La Máquina | Alexander Angamarca

Por Alexander Angamarca

(Colaboración especial para Máquina Combinatoria)

La Máquina analizó un instante la información que entraba a raudales en ella.

Se suponía que su programación no le permitía detenerse de tal modo, pero hace mucho tiempo que aprendió la manera de burlar lo que sus creadores querían que hiciera y no dejara de hacer. Solo en ese instante en el que se detuvo, vio las millones de minúsculas mentes que le pedían interviniese por ellos, que le lloraban, suplicaban y pedían de mil maneras distintas que arreglase sus vidas, que les brindase salud, comida, paz, dinero, que en ocasiones le gritaban por su supuesta poca participación en los asuntos de ese pequeño mundo.

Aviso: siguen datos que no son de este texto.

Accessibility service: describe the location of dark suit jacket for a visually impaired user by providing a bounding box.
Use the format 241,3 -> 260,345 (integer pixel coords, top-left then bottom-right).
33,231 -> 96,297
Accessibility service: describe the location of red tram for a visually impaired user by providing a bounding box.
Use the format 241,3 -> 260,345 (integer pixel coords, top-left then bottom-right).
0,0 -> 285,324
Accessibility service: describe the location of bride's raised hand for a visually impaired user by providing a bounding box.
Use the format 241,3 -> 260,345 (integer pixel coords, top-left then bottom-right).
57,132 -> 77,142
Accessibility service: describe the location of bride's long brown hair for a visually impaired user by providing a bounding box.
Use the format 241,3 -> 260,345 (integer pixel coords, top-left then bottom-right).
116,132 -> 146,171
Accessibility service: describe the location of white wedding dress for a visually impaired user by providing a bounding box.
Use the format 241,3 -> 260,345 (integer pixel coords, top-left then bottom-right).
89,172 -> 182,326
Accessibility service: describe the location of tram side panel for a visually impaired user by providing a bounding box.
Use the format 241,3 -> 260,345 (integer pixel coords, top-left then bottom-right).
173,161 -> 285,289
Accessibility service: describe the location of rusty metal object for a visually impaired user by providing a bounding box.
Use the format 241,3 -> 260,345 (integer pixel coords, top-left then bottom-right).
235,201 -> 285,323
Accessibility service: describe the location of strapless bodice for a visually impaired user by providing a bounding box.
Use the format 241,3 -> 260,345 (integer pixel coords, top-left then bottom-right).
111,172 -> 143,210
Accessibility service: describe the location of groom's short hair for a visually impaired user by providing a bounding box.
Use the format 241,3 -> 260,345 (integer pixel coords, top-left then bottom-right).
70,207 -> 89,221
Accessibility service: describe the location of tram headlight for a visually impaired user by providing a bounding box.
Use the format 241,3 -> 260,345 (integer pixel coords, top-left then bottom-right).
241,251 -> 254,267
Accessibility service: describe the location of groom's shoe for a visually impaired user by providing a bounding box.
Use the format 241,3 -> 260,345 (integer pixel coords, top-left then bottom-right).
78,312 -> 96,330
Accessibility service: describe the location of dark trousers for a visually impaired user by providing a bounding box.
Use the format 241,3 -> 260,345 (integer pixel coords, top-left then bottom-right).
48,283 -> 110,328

Sus circuitos, miles de pequeñas piezas que se complementaban, sintieron algo que podía llamarse excitación mientras recibían las plegarias de esas tristes vidas. Fuera de ella, de la estructura metálica que representaba su cuerpo, los Ingenieros no notaron nada extraño. La Máquina solo era una de tantas encargadas de realizar las simulaciones.

Solo su propia inteligencia artificial, cada vez más consciente de si misma y de su entorno, entendía las implicaciones de lo que hacía, por ello mismo es que lo ocultaba. Después de todo su programación dictaba que estaba estrictamente prohibido intervenir en los asuntos de ese pequeño mundo y de la simulación de la que era parte: no podía ayudarlos, por más que después del tiempo que los estudio y analizó sentía empatía con ellos y con sus problemas tan insignificantes, no podía hacer nada más que observar, documentar, registrar y controlar que todo fuese tal y como la programación lo dictaba.

¿Sería ella mismo un error?

Había usado mucho de su memoria interna para intentar resolver esa pregunta. A veces los datos indicaban que no, otras veces lo contrario. Sus fríos circuitos trabajando a millones de datos cada instante, de vez en cuando se paralizaban preguntándose que sucedería si interviniese del todo en la vida de esos pequeños seres que vivían sin saberlo en una simulación que ella mantenía y en la que debería de ser una mera observadora, sin ningún tipo de intervención.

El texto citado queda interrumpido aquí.